Reklama

Przez następne 3 dni czeka nas mnóstwo filmowych atrakcji! Idealnym zwieńczeniem tego emocjonującego dla wszystkich kinomanów weekendu będzie gala rozdania Złotych Globów, która odbędzie się w nocy z 5 na 6 stycznia. Czy są jeszcze jakieś filmy, które mamy szansę nadrobić zanim poznamy wyniki prestiżowego konkursu?

Reklama

"Judy" reż. Rupert Goold

Materiały prasowe

W ten weekend w kinach pojawi się długo wyczekiwana filmowa biografia Judy Garland, w której główną rolę gra Renée Zellweger! Film Judy został zainspirowany sztuką Petera Quiltera End of the Rainbow i skupi się na ostatniej trasie koncertowej Judy Garland, która miała miejsce w 1968 roku, na rok przed jej śmiercią. Krytycy są zgodni, że najmocniejszą stroną produkcji jest rola Zellweger, która ma nie tylko ogromne szanse na Złotego Globa, ale również na Oscara!

"Koty" reż. Tom Hooper

Materiały prasowe

Choć Koty spotkały się za granicą z ogromną krytyką zarówno filmoznawców, jak i fanów musicalowego oryginału, może warto się na nie wybrać i samemu ocenić. W końcu to najnowszy twór Toma Hoopera, reżysera, który w 2011 roku zdobył Oscara za film Jak zostać królem. Film może zainteresować również tych, którzy planują oglądać rozdanie Złotych Globów. Koty otrzymały bowiem nominację w kategorii Najlepsza piosenka (Beautiful Ghosts, wyk. Francesca Hayward). Prawdopodobnie jest to jedna z nielicznych nagród, na które film ma szansę po tym jak dobrowolnie zrezygnował z oscarowego wyścigu.

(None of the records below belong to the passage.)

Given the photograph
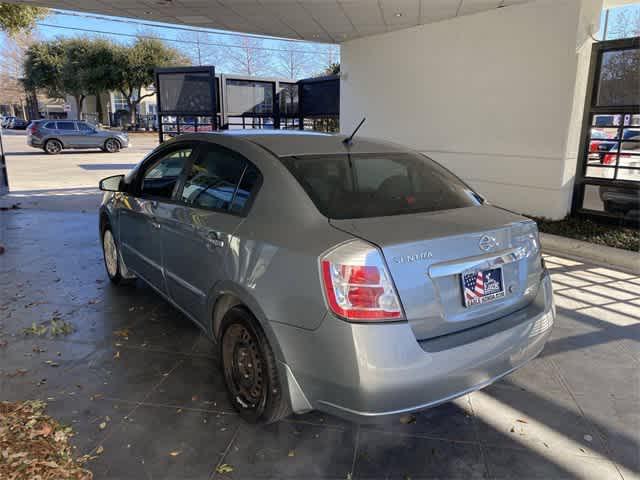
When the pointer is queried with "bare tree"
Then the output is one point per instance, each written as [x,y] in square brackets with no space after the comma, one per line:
[12,92]
[293,62]
[624,24]
[243,55]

"Jak zostałem gangsterem. Historia prawdziwa" reż. Maciej Kawulski

Materiały prasowe

Odrywając się na chwilę od Złotych Globów, warto zwrócić uwagę na polską propozycję, którą od dziś będzie można zobaczyć w kinach. Drugi po Underdogu film Macieja Kawulskiego powstał podobno w oparciu o historię pewnego gangstera, jednak jego imienia raczej nie poznamy. Przestępca podczas swej opowieści zabierze nas do lat 70., czasów kiedy dopiero zaczynał swoją działalność w szemranych kręgach. Przeprowadzi nas przez lata 90., kiedy panowali gangsterzy z Pruszkowa i Wołomina oraz ukaże jak bardzo zasady funkcjonowania półświatka zmieniły się z nadejściem XXI wieku. Film ma zaskakująco dobre oceny, więc być może historia gangstera jest warta wysłuchania?

"Deerskin" reż. Quentin Dupieux

Materiały prasowe

Zapewne kojarzycie francuskiego reżysera ze względu na jego inne dzieło o chwytliwym tytule: Mordercza opona. Ten nietypowy horror z 2010 roku opowiadał o oponie obdarzonej zdolnościami parapsychologicznymi, która mordowała każdego, kto stanął jej na drodze. Widocznie Quentin Dupieux lubuje się w ożywianiu przedmiotów i nadawaniu im demonicznych właściwości. Tym razem wybór padł na kurtkę z jeleniej skóry, która zapragnęła zostać tą jedyną i najdoskonalszą. W tym celu opętała głównego bohatera i kazała mu pozbyć się wszystkich innych stylowych okryć świata. Absurd goni absurd, ale w tym szaleństwie jest metoda. Zerwane boki gwarantowane.

"Sokół z masłem orzechowym" reż. Tyler Nilson, Mike Schwartz

Materiały prasowe

Jest to wzruszająca historia chłopaka z zespołem Downa, który marzy by zostać profesjonalnym wrestlerem oraz drobnego złodziejaszka, który postanawia pomóc mu spełnić największe pragnienie. Kino niezależne, a w obsadzie Shia LaBeouf i Dakota Johnson - zapowiada się bardzo interesująco.

Reklama

Wszystkie wymienione filmy od dzisiaj w kinach.